Jose Montiel Olea is an Associate Professor at Cornell University's Department of Economics. His research interests lie broadly in Econometrics (theoretical and applied), Machine Learning, and Statistical Decision Theory. He received a Ph.D. in Economics from Harvard University in 2013. Before moving to Cornell, he was an Assistant Professor at Columbia University's Department of Economics for six years (2016-2022).

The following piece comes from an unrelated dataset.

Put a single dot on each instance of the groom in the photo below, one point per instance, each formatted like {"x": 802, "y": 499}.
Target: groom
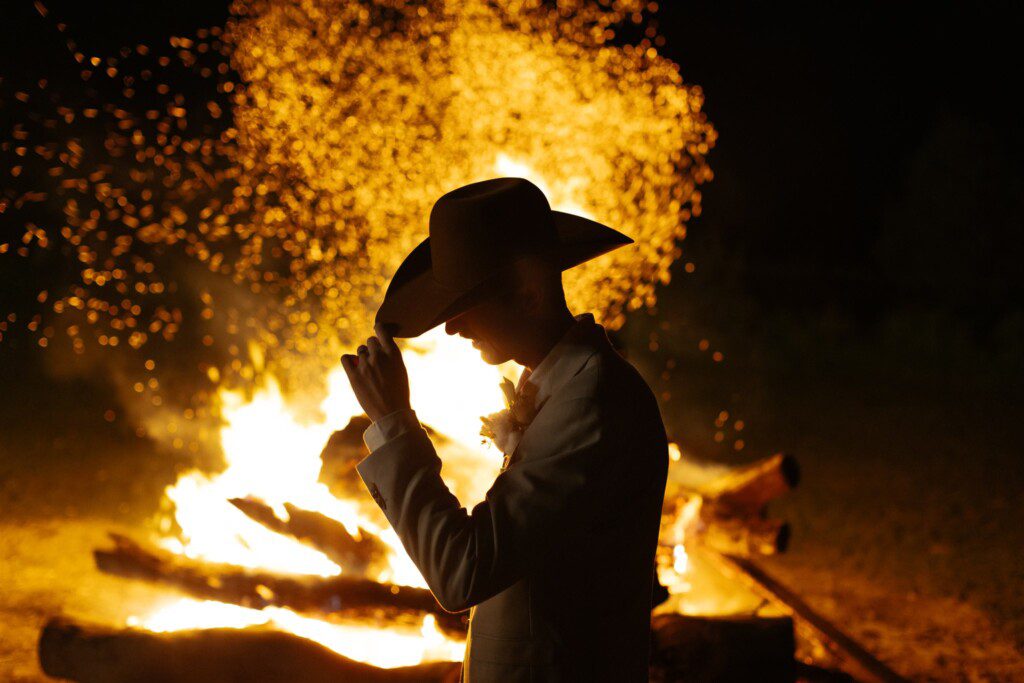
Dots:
{"x": 556, "y": 564}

Talk: On the Testability of the Anchor Words Assumption in Topic Models
Abstract: Topic models are a simple and popular tool for the statistical analysis of textual data. Their identification and estimation is typically enabled by assuming the existence of anchor words; that is, words that are exclusive to specific topics. In this paper we show that the existence of anchor words is statistically testable: there exists a hypothesis test with correct size that has nontrivial power. This means that the anchor-word assumption cannot be viewed simply as a convenient normalization. Central to our results is a simple characterization of when a column-stochastic matrix with known nonnegative rank admits a separable factorization. We test for the existence of anchor words in two different datasets derived from the transcripts of the meetings of the Federal Open Market Committee (FOMC)—the body of the Federal Reserve System that sets monetary policy in the United States—and reject the null hypothesis that anchor words exist in one of them.